Less than an hour until rehearsal. Almost there.

“So, if we add 2b squared, c to the fourth, and 5b squared c to the third . . .” Mr. Costa’s voice marched on.

You’re all right. No one noticed anything. Empty stage. Empty stage.

Cautiously, I lifted my eyelids.

Mr. Costa’s jowly face had narrowed. His forehead was higher. His hair was longer. A gold hoop dangled from one ear.

“2b, anyone?” His now-blue eyes met mine. “‘To be, or . . .’”

The kid in the desk in front of mine turned around. He wasn’t a red-haired junior anymore. He was Hamlet in a Pink Floyd T-shirt.

“Are you following any of this?” he whispered, holding up a skull covered with pencil-scrawled integers.

I shot out of my desk. Everyone around me looked up.

“Um—Mr. Costa?” I croaked. “Can I be excused?”

Mr. Costa’s brown eyes settled on me. He gave an understanding little nod before tapping the board and pulling everyone’s attention back. “So, how can we simplify this?”

I grabbed my books and tore out of the classroom.

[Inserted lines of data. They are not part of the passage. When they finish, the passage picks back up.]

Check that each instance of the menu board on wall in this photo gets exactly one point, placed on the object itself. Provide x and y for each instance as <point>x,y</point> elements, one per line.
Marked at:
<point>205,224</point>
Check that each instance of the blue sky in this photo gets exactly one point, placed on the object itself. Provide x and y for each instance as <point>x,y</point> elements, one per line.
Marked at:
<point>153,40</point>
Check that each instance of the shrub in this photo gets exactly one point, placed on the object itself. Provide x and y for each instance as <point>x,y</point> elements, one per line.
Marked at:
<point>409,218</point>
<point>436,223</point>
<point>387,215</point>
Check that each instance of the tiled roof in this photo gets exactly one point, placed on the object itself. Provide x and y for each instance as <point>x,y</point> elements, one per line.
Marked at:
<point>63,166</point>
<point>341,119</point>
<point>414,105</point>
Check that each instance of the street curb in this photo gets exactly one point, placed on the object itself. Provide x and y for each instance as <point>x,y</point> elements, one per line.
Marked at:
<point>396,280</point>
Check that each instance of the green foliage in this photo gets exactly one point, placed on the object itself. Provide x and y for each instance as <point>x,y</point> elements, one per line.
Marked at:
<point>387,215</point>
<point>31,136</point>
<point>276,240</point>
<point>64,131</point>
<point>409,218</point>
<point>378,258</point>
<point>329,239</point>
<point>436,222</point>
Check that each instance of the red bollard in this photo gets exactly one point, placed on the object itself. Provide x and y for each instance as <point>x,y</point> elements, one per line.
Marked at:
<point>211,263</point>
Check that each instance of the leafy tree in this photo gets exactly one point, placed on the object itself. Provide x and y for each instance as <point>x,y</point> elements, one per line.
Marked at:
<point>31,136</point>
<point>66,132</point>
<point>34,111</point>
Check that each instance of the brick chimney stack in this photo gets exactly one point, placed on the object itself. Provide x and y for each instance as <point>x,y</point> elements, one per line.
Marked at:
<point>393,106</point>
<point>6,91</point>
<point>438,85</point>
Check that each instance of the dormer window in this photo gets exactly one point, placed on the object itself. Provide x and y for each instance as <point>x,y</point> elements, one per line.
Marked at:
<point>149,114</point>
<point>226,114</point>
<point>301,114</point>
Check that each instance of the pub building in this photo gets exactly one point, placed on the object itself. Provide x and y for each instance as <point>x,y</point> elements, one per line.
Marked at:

In the nearest bathroom, I took out my phone and stared
at the date and time until the digits began to swim. At least I’d only lost a few hours this time, not days. Still, the thought that my body had been wandering around without my mind was frightening. Violating. Like something had been stolen right out of my pocket.

I soaked a brown paper towel in cold water and pressed it against my forehead. Its fibers were rough on the raw skin. The stalls were empty, so I stood there for a few minutes, leaning against the sink and blinking into the water-specked mirror. My eyes were bloodshot. My skin looked like wax.

When the rocking feeling had settled slightly, I rinsed my mouth with a handful of rusty water and staggered back into the hall.

There was no way I could go back to algebra class. I’d already come dangerously close to blurting something bonkers and giving myself away. Better to have them all think I was hurting than know that I was crazy.

Without being sure where I was headed, I hurried off in the opposite direction.